In Gestalt we use grounding as a method to return into one’s window of tolerance. In mindfulness this is accomplished by using anchors. When you are feeling like the earth you are on is not quite safe or familiar territory, it may feel harder to engage in this practice. The very land you are on may feel disregulating. Being away from a healthcare system you know how to navigate your way through, where you have the words to describe your symptoms, is all of a sudden not available. News translated will reach you slower, giving the illusion you are one step behind.
We have become so accustomed to the mobility that allows us to work miles away from family and friends and our comfort places. With the closure of borders, expats are much like the Little Mermaid with a no return policy. Being away from family means you not only miss them and worry about them, but in the case of the older ones, wonder if you will ever get the chance to see them again.
Few have not experienced some financial insecurity with the outbreak of COVID. Expat families often face the burden of one member being solely responsible for earnings, while the other carries the weight of family matters, putting their own ambitions on hold or redefining them. The fear of losing a job as an expat is, hence, multiplied. Sometimes there is no plan B available, in the form of mom’s home to crash in, for example. In some cases, the permission to stay in the country should the job be lost is at stake.

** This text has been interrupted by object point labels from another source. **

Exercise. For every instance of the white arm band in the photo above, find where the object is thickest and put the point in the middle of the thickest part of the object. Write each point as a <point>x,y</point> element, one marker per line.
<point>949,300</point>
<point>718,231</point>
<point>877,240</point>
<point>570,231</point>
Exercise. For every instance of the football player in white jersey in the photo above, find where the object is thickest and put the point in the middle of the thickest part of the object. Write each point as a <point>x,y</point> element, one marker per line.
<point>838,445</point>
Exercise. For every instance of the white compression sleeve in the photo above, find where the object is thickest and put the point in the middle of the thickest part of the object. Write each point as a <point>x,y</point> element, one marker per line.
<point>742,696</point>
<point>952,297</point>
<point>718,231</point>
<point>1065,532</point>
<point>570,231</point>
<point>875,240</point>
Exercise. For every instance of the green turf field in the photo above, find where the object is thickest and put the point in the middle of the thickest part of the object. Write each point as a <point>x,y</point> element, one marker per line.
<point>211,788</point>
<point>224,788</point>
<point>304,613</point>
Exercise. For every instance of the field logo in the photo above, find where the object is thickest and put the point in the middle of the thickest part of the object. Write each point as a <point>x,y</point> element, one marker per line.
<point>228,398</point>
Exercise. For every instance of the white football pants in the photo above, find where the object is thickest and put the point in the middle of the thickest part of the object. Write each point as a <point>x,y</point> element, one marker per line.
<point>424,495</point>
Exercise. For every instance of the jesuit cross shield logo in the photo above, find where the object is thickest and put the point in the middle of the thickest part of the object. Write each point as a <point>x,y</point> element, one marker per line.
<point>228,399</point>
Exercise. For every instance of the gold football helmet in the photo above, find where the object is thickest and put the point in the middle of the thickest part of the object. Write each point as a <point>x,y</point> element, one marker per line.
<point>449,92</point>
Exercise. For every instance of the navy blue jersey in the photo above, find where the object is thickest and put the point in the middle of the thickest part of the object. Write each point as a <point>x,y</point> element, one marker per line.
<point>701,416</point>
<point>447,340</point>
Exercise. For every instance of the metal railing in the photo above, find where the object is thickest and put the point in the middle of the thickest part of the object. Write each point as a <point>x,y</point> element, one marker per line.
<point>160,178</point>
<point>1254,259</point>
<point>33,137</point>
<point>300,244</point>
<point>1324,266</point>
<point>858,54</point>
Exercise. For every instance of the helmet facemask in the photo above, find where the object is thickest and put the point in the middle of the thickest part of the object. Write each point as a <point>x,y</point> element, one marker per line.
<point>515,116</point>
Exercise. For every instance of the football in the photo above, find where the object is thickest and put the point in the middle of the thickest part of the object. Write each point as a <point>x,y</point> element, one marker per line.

And it is the very resilient nature in people that often results in them choosing the expat life. These are people that are open to taking a chance, attempting to learn even the most difficult of languages in their new home, enduring a different climate and lack of sunlight. Expats are often people that are more accustomed to adjusting to new parameters and making the best of those; choosing another career path, being like family to their new friends, and finding in the process reserves of strength they never knew they had.
In the case of COVID, also, expats’ familiarity with making creative adjustments may aid to soften the blow. Expats are used to trying to make the most of it, to seeing their loved ones over Skype, to missing many things and places. For example, while many locals mourned the lack of help from grandparents during the first days of the lockdown, for expats there was less to miss. The downfall is that expats are used to fighting their own battles. We must remember it is also ok to reach out for help.
The Little Mermaid did not marry her prince. She did not make it back home to her sisters, either. But she became quite another creature. She lost her mermaid tail. She lost her dancing feet, too.. But she got wings, instead. And an eternal soul. What wings are you growing in this transition? What soul purpose drives you? What has home come to mean to you? Which masks serve you and which do not?